Netflow in FreeBSD is described in their man page, which you can find here
https://www.freebsd.org/cgi/man.cgi?query=ng_netflow

This script outputs the counters.
/usr/local/opnsense/scripts/netflow/flowctl_stats.py


ng_netflow -->samplicate [127.0.0.1:2055] --> flowd [127.0.0.1:2056]

The ng_netflow + samplicate startups can be found here:

/usr/local/etc/rc.d/netflow


Samplicate is used to offer the ability to send netflow data to multiple targets (localhost for flowd + others)

The normal startup for netflow (/usr/local/etc/rc.d/netflow restart) is likely a good starting point.


Thank you for explaining the flow of things.

The result of /usr/local/etc/rc.d/netflow restart

root@gw01:~ # /usr/local/etc/rc.d/netflow restart
setup bridge1
ngctl: send msg: No such file or directory
error bridge1: cannot create netflow node for bridge1
setup bridge0
ngctl: send msg: No such file or directory
error bridge0: cannot create netflow node for bridge0
setup bridge2
ngctl: send msg: No such file or directory
error bridge2: cannot create netflow node for bridge2
setup ovpnc1 [egress only]
ngctl: send msg: No such file or directory
error ovpnc1: cannot create netflow node for ovpnc1
setup pppoe0 [egress only]
ngctl: send msg: No such file or directory
error pppoe0: cannot create netflow node for pppoe0


I am reading manpages to try and understand the syntax, etc., but for the record:
With pppoe0 device, for example, /usr/local/etc/rc.d/netflow restart tries to do:


root@gw01:~ # /usr/sbin/ngctl shutdown netflow_pppoe0
ngctl: shutdown: No such file or directory
root@gw01:~ # /usr/sbin/ngctl mkpeer pppoe0: netflow lower iface19
ngctl: send msg: No such file or directory


It looks like this is a side effect of removing netgraph driver load from the boot loader, see the following for a workaround to try:

https://forum.opnsense.org/index.php?topic=15653.0


Cheers,
Franco

February 04, 2020, 02:35:13 PM #13 Last Edit: February 04, 2020, 02:47:39 PM by Waschbuesch
Thanks, franco

Putting the content of this file https://github.com/opnsense/core/blob/stable/19.7/src/etc/rc.loader.d/20-netgraph
into /boot/loader.conf.local brought some improvement:


root@gw01:~ # /usr/local/etc/rc.d/netflow restart
setup bridge1
setup bridge0
setup bridge2
setup ovpnc1 [egress only]
ngctl: send msg: No such file or directory
error ovpnc1: cannot create netflow node for ovpnc1
setup pppoe0 [egress only]
ngctl: send msg: No such file or directory
error pppoe0: cannot create netflow node for pppoe0


So, some of the necessary modules are now loaded that weren't before.
At least, Reporting ->Netflow -> Cache now lists the bridges and their counters.
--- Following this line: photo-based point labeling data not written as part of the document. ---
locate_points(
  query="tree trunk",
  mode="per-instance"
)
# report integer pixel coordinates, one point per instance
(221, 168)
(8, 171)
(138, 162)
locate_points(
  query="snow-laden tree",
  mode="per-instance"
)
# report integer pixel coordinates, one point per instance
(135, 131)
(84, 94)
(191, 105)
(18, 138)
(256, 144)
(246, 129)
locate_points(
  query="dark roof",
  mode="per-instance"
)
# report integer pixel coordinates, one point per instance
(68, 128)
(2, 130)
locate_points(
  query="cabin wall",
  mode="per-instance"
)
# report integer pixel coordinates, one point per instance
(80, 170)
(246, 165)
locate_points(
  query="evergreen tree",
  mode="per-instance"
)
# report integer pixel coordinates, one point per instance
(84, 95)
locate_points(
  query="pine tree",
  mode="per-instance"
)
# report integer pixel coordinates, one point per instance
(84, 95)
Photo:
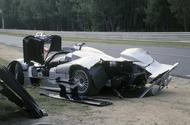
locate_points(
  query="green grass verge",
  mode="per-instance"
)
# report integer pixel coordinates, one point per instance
(53, 106)
(131, 42)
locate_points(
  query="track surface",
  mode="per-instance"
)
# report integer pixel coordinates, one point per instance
(162, 54)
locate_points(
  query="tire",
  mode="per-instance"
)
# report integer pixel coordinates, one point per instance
(82, 77)
(17, 94)
(18, 74)
(154, 90)
(16, 69)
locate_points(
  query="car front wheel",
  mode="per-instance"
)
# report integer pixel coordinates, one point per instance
(82, 78)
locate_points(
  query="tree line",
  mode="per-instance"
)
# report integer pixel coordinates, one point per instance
(97, 15)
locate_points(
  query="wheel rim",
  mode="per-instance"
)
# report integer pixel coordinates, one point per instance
(81, 79)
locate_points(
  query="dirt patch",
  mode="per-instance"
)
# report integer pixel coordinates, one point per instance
(170, 107)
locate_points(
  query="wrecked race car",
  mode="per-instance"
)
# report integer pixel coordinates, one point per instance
(88, 68)
(11, 88)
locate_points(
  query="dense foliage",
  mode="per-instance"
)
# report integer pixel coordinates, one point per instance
(97, 15)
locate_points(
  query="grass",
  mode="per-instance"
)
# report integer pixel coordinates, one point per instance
(158, 43)
(3, 62)
(131, 42)
(53, 106)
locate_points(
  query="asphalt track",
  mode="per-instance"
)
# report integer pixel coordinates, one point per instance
(162, 54)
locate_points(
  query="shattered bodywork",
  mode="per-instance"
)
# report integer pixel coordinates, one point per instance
(89, 68)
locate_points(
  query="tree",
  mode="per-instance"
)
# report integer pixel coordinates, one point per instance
(158, 15)
(181, 10)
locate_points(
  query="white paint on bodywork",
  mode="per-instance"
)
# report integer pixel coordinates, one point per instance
(143, 59)
(88, 57)
(138, 55)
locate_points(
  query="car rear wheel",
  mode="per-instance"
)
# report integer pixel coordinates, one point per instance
(16, 69)
(82, 78)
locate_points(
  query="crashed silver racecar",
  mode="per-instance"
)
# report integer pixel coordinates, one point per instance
(88, 68)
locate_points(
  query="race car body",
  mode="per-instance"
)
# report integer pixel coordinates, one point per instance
(89, 68)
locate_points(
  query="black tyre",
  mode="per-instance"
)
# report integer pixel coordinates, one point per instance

Obviously, however, my egress interfaces still don't collect data.

Giving this a bump as it is still the same behavior in OPNsense 20.1.2.

I can get some of the interfaces to log netflow data by loading kernel modules that are no longer loaded automatically since 20.1.x.

But I have not been able to get my pppoe or openvpn WAN ports to log egress traffic. (I have to admin though, that I do not know for certain these two ever did).

At any rate, manually adding kernel modules to be loaded on boot in order to get built-in features (Netflow) to work seems like a band-aid to me. :-) Are there plans to overhaul the reporting section?